When remote sensing data are available in digital format, digital processing and analysis may be performed using a computer. Digital processing may be used to enhance data as a prelude to visual interpretation. Digital processing and analysis may also be carried out to automatically identify targets and extract information completely without manual intervention by a human interpreter. However, rarely is digital processing and analysis carried out as a complete replacement for manual interpretation. Often, it is done to supplement and assist the human analyst.

Manual interpretation and analysis dates back to the early beginnings of remote sensing for air photo interpretation. Digital processing and analysis is more recent with the advent of digital recording of remote sensing data and the development of computers. Both manual and digital techniques for interpretation of remote sensing data have their respective advantages and disadvantages. Generally, manual interpretation requires little, if any, specialized equipment, while digital analysis requires specialized, and often expensive, equipment. Manual interpretation is often limited to analyzing only a single channel of data or a single image at a time due to the difficulty in performing visual interpretation with multiple images. The computer environment is more amenable to handling complex images of several or many channels or from several dates. In this sense, digital analysis is useful for simultaneous analysis of many spectral bands and can process large data sets much faster than a human interpreter. Manual interpretation is a subjective process, meaning that the results will vary with different interpreters. Digital analysis is based on the manipulation of digital numbers in a computer and is thus more objective, generally resulting in more consistent results. However, determining the validity and accuracy of the results from digital processing can be difficult.

It is important to reiterate that visual and digital analyses of remote sensing imagery are not mutually exclusive. Both methods have their merits. In most cases, a mix of both methods is usually employed when analyzing imagery.

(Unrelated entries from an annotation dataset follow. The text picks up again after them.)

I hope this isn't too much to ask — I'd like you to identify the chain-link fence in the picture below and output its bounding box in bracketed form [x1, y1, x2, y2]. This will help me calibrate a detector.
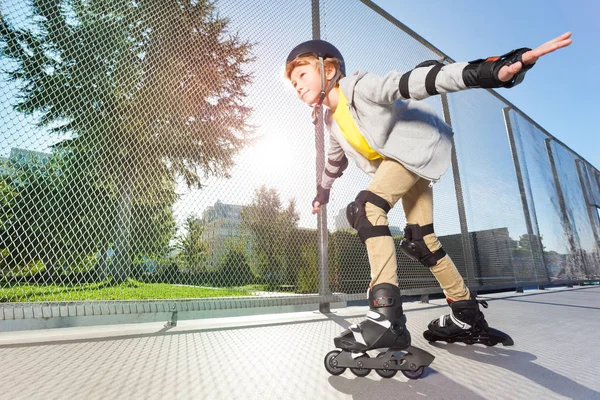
[0, 0, 600, 319]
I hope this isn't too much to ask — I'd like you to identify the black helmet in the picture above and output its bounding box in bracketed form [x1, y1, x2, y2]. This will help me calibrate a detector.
[285, 40, 346, 75]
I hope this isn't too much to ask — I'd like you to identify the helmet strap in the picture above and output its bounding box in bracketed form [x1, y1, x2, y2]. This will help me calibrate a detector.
[315, 57, 342, 107]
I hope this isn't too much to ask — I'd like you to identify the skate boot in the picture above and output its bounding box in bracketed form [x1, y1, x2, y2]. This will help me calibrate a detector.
[423, 299, 514, 346]
[325, 283, 434, 379]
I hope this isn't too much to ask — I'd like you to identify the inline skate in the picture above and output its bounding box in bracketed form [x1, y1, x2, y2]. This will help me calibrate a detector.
[325, 283, 434, 379]
[423, 298, 514, 346]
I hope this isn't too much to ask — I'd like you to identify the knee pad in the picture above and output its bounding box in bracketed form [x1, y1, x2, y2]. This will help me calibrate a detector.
[400, 224, 446, 268]
[346, 190, 392, 243]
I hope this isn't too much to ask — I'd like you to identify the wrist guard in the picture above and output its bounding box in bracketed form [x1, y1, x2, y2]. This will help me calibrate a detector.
[312, 185, 329, 207]
[463, 47, 535, 89]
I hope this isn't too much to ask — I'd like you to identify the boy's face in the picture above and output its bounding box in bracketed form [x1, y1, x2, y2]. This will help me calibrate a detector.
[290, 64, 321, 106]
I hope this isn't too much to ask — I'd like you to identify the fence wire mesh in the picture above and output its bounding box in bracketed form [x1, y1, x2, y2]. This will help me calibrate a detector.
[0, 0, 600, 312]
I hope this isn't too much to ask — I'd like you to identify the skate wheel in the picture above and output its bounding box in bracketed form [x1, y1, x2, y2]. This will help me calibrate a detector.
[350, 353, 371, 378]
[325, 350, 346, 375]
[402, 367, 425, 379]
[423, 330, 438, 343]
[375, 353, 398, 379]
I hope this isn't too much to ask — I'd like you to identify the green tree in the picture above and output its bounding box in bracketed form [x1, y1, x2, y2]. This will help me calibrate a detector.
[0, 0, 251, 281]
[240, 186, 300, 288]
[216, 239, 254, 286]
[176, 215, 208, 272]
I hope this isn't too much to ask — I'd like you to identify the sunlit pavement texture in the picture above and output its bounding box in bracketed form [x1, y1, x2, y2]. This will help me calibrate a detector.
[0, 286, 600, 400]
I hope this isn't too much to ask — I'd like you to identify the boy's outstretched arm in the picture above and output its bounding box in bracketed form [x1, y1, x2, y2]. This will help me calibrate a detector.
[498, 32, 573, 82]
[312, 131, 348, 214]
[357, 32, 571, 104]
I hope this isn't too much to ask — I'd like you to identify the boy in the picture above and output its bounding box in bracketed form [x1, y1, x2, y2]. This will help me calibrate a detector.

In fact, the ultimate decision of the utility and relevance of the information extracted at the end of the analysis process, still must be made by humans.


Elements of Visual Interpretation

As we noted in the previous section, analysis of remote sensing imagery involves the identification of various targets in an image, and those targets may be environmental or artificial features which consist of points, lines, or areas. Targets may be defined in terms of the way they reflect or emit radiation. This radiation is measured and recorded by a sensor, and ultimately is depicted as an image product such as an air photo or a satellite image.

What makes interpretation of imagery more difficult than the everyday visual interpretation of our surroundings? For one, we lose our sense of depth when viewing a two-dimensional image, unless we can view it stereoscopically so as to simulate the third dimension of height. Indeed, interpretation benefits greatly in many applications when images are viewed in stereo, as visualization (and therefore, recognition) of targets is enhanced dramatically. Viewing objects from directly above also provides a very different perspective than what we are familiar with. Combining an unfamiliar perspective with a very different scale and lack of recognizable detail can make even the most familiar object unrecognizable in an image. Finally, we are used to seeing only the visible wavelengths, and the imaging of wavelengths outside of this window is more difficult for us to comprehend.

Recognizing targets is the key to interpretation and information extraction. Observing the differences between targets and their backgrounds involves comparing different targets based on any, or all, of the visual elements of tone, shape, size, pattern, texture, shadow, and association. Visual interpretation using these elements is often a part of our daily lives, whether we are conscious of it or not. Examining satellite images on the weather report, or following high speed chases by views from a helicopter are all familiar examples of visual image interpretation. Identifying targets in remotely sensed images based on these visual elements allows us to further interpret and analyze. The nature of each of these interpretation elements is described below, along with an image example of each.

image showing the variations in tone

Tone refers to the relative brightness or colour of objects in an image. Generally, tone is the fundamental element for distinguishing between different targets or features. Variations in tone also allows the elements of shape, texture, and pattern of objects to be distinguished.

image showing that shape can be a very distinctive clue for interpretation

Shape refers to the general form, structure, or outline of individual objects. Shape can be a very distinctive clue for interpretation. Straight edge shapes typically represent urban or agricultural (field) targets, while natural features, such as forest edges, are generally more irregular in shape, except where man has created a road or clear cuts. Farm or crop land irrigated by rotating sprinkler systems would appear as circular shapes.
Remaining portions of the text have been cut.